Tennessee didn’t play this weekend, but that doesn’t mean developments around the SEC won’t affect the Vols’ future.
After a month of football, there is enough of a sample size to develop some educated opinions on other teams and how their play will affect the Vols.
Here are three things that happened during the bye week that you should be mindful of moving forward.
LSU has improved, but not much
The Tigers looked like a dumpster fire against Florida State in their season-opening loss. A mass player exodus appreared to be in the making. It seems the Tigers have righted the ship, slightly. LSU shouldn’t have struggled against Auburn as it did in a 21-17 win on Saturday. Auburn just isn’t very talented. That brings up another question.

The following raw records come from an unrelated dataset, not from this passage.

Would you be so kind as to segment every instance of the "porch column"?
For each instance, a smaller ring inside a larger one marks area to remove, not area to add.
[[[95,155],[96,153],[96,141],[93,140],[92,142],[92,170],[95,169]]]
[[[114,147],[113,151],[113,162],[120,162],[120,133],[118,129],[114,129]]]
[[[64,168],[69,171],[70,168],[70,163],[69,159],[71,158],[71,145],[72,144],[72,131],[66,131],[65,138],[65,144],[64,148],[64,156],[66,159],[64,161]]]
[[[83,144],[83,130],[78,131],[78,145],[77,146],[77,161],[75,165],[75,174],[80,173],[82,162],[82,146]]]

It’s natural to assume that LSU is always uber talented. After all, the Tigers won a national championship with two very average head coaches: Les Miles and Ed Orgeron. However, LSU doesn’t appear overall talented this season. LSU’s talent is good, not great. That’s why the Vols are a favorite to win at Baton Rouge on Saturday.
Georgia isn’t as grand as predicted – so far
The Bulldogs needed a fourth-quarter rally to beat Missouri on Saturday. That should never have been the case, especially after the Bulldogs struggled against Samford the week before. Missouri is simply not very good while there is still talent on Georgia’s roster. However, the Bulldogs have yet to jell on the field and have shown signs of frustration.
Georgia can certainly still “turn it on” with its current crew, but that mentality opens up the door for potential upsets. Perhaps the Bulldogs will have everything in place by the time they play the Vols on Nov. 5. If not, the Vols could be in position for a banner win against their SEC East Rival
Against Kentucky, Ole Miss quarterback Jaxson Dart had a below-average day by anyone’s standards, but especially when judged in Ole Miss coach Lane Kiffin’s offense, which is very similar to what the Vols run. Dart completed 15-of-29 passes for 213 yards and an interception. Take note. Dart did not throw a touchdown. Was that a bad game by a new Ole Miss quarterback or a strong day from Kentucky’s secondary? Probably the latter.
Kentucky’s pass defense is giving up just 173 yards per game, which is second best in the SEC. Tennessee’s offense is first in the SEC with 365 yards passing per game. Something will have to give when the Vols face the Cats on Oct. 29.